Once Prescribed, Prescription Drugs can Become an Obsession

The National Institutes of Health has reported that an estimated 20 percent of people in the U.S. have used prescription drugs for non-medical reasons.  The most highly addictive prescription drugs are narcotic painkillers (OxyContin, Vicodin, Percocet), tranquilizers (Valium, Xanax, Ativan) and stimulants (Adderall, Ritalin).

Prescription steroids, which increase muscle mass and may be prescribed for muscle-wasting conditions like cancer and AIDS, are also subject to abuse by athletes and non-athletes who want to improve their appearance or performance.  The non-medical use of steroids is addictive and may lead to irreversible health problems.  Steroids abuse is more prevalent among males.  Junior high school and high school boys are especially vulnerable, with a 2008 survey reporting up to 2.5% of male high school seniors admitting to have tried steroids.

A look at the statistics for emergency room visits reveals the extent of the prescription drug crisis in the U.S.  In 2009, more than 1.2 million people were treated for abuse of prescription and over-the-counter drugs.  This number more than doubled between 2004 and 2009 while the figures for illicit drugs remained stable at less than 1 million ER visits per year.

The U.S. government recognizes the growing threat of prescription drug addiction and has taken the following measures:

  • The Secure and Responsible Drug Disposal Act encourages local communities to provide environmentally safe ways to dispose of unneeded or expired prescription drugs.
  • States are being encouraged to initiate prescription drug monitoring programs that prevent individuals from obtaining multiple prescriptions for addictive drugs from different physicians.  Currently, 34 states have monitoring programs in operation.
  • Congress has been asked to fund more training for doctors on the dangers of opiate painkillers, including how to detect signs of dependence in patients.
  • States are receiving federal law enforcement assistance in cracking down on unethical prescribers and “pill mills” that distribute dangerous prescription drugs indiscriminately.

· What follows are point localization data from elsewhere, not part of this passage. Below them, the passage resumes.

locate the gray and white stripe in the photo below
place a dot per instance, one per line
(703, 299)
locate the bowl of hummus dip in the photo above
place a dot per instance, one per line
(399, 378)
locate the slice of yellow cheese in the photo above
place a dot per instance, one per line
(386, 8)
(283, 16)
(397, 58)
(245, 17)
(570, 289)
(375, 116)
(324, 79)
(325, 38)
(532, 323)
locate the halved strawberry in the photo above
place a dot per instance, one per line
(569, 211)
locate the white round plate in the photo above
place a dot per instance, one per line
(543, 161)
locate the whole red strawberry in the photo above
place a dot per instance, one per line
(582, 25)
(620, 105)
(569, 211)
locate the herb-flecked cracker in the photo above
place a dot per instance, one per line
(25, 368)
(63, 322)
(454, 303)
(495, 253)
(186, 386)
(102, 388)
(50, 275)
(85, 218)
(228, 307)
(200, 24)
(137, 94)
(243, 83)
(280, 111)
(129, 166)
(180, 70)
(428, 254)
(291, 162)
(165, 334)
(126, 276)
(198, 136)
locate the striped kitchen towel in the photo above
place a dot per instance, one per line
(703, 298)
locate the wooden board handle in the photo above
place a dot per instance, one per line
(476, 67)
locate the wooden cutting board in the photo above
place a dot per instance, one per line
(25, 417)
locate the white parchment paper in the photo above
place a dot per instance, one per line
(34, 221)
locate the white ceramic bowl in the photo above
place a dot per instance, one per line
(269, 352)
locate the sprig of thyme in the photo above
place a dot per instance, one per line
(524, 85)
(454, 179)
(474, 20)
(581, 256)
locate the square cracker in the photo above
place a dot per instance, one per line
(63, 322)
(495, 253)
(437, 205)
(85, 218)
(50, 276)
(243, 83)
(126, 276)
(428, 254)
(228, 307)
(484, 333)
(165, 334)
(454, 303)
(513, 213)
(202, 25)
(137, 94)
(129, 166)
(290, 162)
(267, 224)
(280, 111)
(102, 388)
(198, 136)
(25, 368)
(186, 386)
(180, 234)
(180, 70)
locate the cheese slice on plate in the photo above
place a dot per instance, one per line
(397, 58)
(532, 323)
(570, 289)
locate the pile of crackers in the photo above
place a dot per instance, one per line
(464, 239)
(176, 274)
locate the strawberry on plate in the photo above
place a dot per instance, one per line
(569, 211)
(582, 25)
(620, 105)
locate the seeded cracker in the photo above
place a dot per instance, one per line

Although these government programs may help combat the spread of prescription drug abuse, they do not address the problems of individuals who become addicted and the impact of their addiction on family and friends.  It is up to family and friends to find help for addicted loved ones, often by staging an intervention.  Like other types of addiction, prescription drug addiction is best treated by medical professionals in a rehabilitation facility.  Medically supervised detoxification is usually required, followed by behavioral therapy that will help the addict develop healthy habits that don’t involved prescription drug abuse.